Hrant’ın öldürülmesiyle başlayan o karanlık, uğultulu, Atatürkçülüğün ve ulusalcılığın saldırgan zorlamaları karşısında demokrasinin yaşayıp yaşamayacağının belli olmadığı 2007-2008 yıllarıydı. Bu kritik dönemeçte, Kasım 2007’de yayın hayatına atılan Taraf’ta (eski Taraf’ta, yani Ahmet Altan ve Yasemin Çongar’ın Taraf’ında), taş kafa solculuğun “liberal/izm”i bir suçlama ve aşağılama olarak kullanmasına karşı bir dizi yazı yazmaya girişmiştim.
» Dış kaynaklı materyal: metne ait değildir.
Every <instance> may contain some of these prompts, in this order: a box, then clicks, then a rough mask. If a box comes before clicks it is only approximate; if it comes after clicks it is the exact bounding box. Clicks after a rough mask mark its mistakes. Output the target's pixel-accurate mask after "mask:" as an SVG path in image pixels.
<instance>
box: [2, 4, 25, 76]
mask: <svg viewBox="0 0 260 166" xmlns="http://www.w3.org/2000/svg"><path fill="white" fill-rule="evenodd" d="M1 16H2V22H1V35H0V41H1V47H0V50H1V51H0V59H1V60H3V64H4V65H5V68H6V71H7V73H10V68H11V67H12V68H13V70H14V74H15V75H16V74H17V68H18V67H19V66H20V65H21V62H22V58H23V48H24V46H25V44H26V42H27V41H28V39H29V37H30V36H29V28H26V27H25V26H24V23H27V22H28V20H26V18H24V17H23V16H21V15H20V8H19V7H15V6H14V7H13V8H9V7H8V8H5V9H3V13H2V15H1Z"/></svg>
Birinde Voltaire ve Mill’den özgürlük dersleri’ni konu ediyordum (sonradan bu fikir, söz konusu yazıları derlediğim Özgürlük Dersleri cildinin başlığına taşındı). Voltaire’in Helvétius’a bir mektubunda yer aldığı rivayet edilen “Söylediklerinize katılmıyorum, ama bunları söyleme hakkınızı hayatım pahasına savunacağım” (ya da bir başka varyantında, “Yazdıklarınızdan nefret ediyorum, ama yazmayı sürdürmenizi mümkün kılmak uğruna canımı veririm”) sözleri ile John Stuart Mill’in On Liberty’sini (1859; Özgürlük Üzerine) yan yana koymuş ve kimilerine çok heretik geleceğini bildiğim şu cümlelerle bitirmiştim:
Bu Türkiye’nin, çok yüksek dozda bir Voltaire-Mill tedavisine ihtiyacı var, hem de âcilen. Dahası, gayet net söylüyorum, şu anda Marx’tan fazla Voltaire ve Mill’e ihtiyacı var. Zira Marx’ın “burjuva” diye sırt çevirdiği, geliştirmekle ilgilenmediği, devrimle aşılacağını sandığı olağan demokrasi ve özgürlük standartlarına, o horlanan liberal-demokratik düşünce çok daha fazla ışık tutuyor. Kâh Atatürkçü kâh Solcu yasakçılara, çoğulculuk ve tolerans adına, Marx’tan hareketle söylenecek çok şey yok, ama Voltaire ve Mill’den hareketle söylenecek çok şey var. En azından şu örnekte, John Stuart Mill zamanın sınavına Karl Marx’tan daha iyi dayanıyor. (5 Temmuz 2008)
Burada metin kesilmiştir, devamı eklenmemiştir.